Als nahezu perfekter Ort für die Beobachtung der Entstehung von Leben wurde Surtsey 1965, also noch während der Eruption, unter Naturschutz gestellt. Auch heute dürfen nur wenige Wissenschaftler die Insel betreten. Dadurch kann die natürliche Veränderung und Entwicklung der Lebensformen auf der Insel ohne Einmischung von außen ablaufen.
Pflanzen
Bereits 1965 wurden die ersten Pflanzen auf Surtsey entdeckt. 1967 wurden Moose und 1970 Flechten gefunden. Heute bedecken Moose und Flechten einen Großteil der Insel. Von den zeitweise 20 beobachteten Pflanzenarten konnten sich anfangs nur 10 behaupten. 1998 wurde der erste Busch entdeckt.
Seit Vögel auf der Insel nisten, haben sich die Bodenbedingungen verbessert (natürliche Düngung). Es gibt auf Surtsey inzwischen etwa 30 Pflanzenarten, jedes Jahr kommen welche hinzu.
Tiere
Drei Jahre nach dem Ende der Eruptionen begannen die ersten Vögel auf Surtsey zu nisten. Dies steht in engem Zusammenhang mit der Ansiedlung der Pflanzen, die die Vögel zum Nestbau benötigen. Seit 1984 gibt es eine Möwenkolonie.

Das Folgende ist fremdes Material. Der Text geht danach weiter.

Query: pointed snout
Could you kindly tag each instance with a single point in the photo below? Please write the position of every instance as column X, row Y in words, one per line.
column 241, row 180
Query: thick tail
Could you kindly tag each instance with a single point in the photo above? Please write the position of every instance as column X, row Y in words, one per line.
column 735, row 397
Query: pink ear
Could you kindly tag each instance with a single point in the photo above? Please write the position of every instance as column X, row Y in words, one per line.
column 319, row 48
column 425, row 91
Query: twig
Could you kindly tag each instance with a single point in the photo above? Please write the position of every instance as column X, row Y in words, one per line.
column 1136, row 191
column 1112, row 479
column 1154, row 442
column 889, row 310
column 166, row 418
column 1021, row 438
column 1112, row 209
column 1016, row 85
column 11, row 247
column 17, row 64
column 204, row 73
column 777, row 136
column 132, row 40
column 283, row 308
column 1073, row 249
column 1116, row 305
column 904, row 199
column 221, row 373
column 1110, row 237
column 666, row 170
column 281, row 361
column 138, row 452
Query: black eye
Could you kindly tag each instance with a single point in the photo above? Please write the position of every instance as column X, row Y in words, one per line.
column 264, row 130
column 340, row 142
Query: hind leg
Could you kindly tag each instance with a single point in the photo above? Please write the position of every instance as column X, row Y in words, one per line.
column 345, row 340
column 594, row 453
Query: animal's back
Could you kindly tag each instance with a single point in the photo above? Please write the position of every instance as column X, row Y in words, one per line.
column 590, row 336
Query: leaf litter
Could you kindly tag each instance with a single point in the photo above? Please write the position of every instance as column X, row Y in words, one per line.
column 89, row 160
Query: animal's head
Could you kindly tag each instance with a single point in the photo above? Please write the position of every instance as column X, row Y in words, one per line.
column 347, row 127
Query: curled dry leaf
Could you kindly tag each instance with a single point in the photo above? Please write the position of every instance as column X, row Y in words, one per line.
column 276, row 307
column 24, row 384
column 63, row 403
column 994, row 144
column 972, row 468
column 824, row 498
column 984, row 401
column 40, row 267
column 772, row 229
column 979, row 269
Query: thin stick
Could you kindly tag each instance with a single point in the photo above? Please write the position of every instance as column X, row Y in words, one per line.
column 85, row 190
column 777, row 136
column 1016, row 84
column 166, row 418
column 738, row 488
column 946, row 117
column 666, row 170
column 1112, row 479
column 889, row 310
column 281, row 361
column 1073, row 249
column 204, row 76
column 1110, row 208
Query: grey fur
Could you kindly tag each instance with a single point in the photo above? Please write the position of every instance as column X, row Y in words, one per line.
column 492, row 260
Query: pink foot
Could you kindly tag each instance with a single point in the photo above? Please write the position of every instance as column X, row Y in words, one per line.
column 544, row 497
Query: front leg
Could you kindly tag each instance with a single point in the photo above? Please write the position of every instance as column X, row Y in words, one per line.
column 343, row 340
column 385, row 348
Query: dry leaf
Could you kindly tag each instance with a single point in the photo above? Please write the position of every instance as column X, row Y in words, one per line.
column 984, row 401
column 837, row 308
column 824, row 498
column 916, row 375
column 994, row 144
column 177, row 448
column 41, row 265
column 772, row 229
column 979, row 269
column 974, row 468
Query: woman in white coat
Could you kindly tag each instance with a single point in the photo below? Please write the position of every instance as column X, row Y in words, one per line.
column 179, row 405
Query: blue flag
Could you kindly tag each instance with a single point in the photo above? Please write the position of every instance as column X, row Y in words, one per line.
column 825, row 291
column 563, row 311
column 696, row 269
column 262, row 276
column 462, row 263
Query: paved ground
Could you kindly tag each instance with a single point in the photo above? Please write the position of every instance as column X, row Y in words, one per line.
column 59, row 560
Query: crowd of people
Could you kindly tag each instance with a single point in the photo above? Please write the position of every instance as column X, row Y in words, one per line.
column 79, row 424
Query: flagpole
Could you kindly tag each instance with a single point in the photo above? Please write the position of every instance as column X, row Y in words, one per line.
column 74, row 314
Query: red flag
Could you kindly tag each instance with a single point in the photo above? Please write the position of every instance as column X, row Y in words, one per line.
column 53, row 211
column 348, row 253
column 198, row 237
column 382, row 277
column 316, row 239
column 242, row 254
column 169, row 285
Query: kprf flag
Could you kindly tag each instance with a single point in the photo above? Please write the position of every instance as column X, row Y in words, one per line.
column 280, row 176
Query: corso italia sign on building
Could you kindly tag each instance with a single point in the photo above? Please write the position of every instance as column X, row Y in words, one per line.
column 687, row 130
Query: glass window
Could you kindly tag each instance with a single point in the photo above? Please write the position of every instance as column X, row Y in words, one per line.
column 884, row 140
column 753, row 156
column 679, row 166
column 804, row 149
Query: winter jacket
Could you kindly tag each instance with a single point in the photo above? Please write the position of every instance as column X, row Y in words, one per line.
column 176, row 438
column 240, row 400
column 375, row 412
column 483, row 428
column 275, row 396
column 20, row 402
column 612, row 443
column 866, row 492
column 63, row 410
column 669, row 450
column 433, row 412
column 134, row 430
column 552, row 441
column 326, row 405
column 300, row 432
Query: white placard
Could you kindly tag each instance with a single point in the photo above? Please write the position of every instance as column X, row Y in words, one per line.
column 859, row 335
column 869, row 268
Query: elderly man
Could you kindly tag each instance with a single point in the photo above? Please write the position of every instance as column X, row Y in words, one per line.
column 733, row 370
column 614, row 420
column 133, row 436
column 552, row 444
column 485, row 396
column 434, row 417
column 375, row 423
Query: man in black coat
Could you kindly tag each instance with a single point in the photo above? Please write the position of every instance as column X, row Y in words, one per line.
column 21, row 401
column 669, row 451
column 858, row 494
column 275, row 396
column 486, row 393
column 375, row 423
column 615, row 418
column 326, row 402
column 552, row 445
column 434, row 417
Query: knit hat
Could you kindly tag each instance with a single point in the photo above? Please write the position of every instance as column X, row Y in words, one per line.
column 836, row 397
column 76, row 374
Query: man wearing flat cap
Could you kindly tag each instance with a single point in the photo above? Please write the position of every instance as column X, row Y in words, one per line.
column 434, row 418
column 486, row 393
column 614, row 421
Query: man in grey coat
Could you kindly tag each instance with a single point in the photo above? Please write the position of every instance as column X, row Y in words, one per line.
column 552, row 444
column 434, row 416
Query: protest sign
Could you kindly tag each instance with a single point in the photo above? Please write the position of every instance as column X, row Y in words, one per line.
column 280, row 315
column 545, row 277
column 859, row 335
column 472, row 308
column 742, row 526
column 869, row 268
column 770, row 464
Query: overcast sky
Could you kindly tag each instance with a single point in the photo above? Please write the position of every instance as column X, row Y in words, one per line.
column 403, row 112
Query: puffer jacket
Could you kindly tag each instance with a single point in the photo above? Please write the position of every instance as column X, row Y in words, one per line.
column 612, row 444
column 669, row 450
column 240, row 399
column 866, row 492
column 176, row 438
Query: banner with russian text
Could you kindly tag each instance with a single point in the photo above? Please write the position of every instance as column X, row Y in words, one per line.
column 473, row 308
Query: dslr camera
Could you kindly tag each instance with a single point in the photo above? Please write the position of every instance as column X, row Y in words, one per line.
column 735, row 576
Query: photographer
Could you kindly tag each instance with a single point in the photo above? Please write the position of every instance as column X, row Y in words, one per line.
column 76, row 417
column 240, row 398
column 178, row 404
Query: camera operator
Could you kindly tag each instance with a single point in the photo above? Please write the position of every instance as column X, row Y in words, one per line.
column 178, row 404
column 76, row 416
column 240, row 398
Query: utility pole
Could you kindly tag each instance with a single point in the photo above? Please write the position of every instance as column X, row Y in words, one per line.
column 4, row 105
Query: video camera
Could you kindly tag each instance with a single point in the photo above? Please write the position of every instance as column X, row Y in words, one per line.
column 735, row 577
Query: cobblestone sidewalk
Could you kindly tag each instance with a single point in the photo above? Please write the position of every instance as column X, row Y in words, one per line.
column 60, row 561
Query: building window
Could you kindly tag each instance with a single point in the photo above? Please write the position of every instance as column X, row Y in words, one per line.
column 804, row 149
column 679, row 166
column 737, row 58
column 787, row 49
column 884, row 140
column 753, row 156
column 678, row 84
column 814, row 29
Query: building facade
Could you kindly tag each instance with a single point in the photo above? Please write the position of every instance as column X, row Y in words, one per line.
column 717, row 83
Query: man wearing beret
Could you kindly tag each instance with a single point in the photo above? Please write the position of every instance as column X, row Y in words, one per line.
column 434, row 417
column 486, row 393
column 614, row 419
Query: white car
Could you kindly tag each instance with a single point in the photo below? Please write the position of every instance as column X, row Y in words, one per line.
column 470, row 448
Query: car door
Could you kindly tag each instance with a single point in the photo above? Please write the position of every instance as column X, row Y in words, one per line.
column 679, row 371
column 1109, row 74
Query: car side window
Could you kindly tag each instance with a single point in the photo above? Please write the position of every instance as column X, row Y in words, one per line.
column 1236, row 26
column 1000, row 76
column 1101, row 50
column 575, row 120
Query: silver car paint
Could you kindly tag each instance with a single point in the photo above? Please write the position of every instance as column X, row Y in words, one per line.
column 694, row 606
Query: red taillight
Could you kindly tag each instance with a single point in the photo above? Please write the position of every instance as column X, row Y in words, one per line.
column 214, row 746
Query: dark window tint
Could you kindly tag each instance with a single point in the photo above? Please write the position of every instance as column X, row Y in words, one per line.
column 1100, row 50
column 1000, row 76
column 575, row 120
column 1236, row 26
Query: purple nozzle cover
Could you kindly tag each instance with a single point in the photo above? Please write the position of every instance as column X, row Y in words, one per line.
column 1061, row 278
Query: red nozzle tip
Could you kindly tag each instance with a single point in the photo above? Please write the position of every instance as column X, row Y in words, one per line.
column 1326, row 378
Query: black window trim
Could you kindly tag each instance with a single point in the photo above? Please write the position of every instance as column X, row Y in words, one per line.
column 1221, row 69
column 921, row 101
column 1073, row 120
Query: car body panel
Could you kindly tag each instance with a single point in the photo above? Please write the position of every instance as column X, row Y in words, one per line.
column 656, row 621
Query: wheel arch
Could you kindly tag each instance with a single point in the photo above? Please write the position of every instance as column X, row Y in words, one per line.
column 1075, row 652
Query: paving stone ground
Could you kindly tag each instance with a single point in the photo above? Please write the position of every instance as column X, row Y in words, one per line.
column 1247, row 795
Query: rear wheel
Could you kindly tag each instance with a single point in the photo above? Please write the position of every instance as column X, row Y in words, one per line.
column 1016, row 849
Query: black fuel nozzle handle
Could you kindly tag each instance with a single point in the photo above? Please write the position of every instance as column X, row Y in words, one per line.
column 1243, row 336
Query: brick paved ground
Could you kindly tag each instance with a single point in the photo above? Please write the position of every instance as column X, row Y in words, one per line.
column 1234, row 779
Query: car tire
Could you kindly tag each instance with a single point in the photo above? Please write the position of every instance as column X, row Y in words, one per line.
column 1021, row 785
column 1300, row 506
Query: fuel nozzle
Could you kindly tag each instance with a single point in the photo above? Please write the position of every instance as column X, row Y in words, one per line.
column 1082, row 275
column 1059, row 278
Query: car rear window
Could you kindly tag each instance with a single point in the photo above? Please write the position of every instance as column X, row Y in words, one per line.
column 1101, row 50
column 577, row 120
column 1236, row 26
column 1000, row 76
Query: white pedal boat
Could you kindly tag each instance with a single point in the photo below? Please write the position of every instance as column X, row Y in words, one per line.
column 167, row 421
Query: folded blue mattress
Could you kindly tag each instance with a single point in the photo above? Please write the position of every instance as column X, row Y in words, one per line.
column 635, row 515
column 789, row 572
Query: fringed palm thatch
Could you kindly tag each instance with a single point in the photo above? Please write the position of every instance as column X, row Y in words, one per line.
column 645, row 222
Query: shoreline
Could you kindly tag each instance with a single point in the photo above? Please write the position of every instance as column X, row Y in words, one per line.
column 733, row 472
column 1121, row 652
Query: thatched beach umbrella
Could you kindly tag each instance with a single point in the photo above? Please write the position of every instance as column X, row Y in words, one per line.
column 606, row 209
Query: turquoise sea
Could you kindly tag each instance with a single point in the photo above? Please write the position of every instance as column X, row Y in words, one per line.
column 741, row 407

Surtsey dient auch einigen Zugvögeln als Zwischenstation. Seit 1983 wurden auch Kegelrobben und Seehunde beobachtet.
Überwachung
Für die Wissenschaftler existiert nur eine kleine Hütte mit der für die Forschung notwendigen Ausrüstung. Es wird streng darauf geachtet, jeglichen menschlichen Einfluss auf die Entwicklung zu verhindern. Es dürfen zum Beispiel keine Samen eingeschleppt werden.
Als Kinder zur Insel gerudert waren und dort Kartoffeln anpflanzten, wurden diese vernichtet. Also die Kartoffeln, nicht die Kinder 🙂
In unsachgemäß behandelten menschlichen Exkrementen wuchs eine Tomatenpflanze, auch diese wurde entsorgt.
Die Surtseyjarfélagið (Surtsey Research Society) kümmert sich um die Organisation der Forschung und erteilt als Einzige Genehmigungen zum Betreten der Insel. Das Ziel dieser Organisation ist, ‚Untersuchungen in Geologie und Biologie in Verbindung zu Surtsey und Island im Allgemeinen zu unterstützen‘. Surtseyjarfélagið führt aber keine eigenen Untersuchungen durch.
Bedeutung
Die UNESCO hat Surtsey 2008 in Anerkennung des großen wissenschaftlichen Wertes zum Weltkulturerbe erklärt.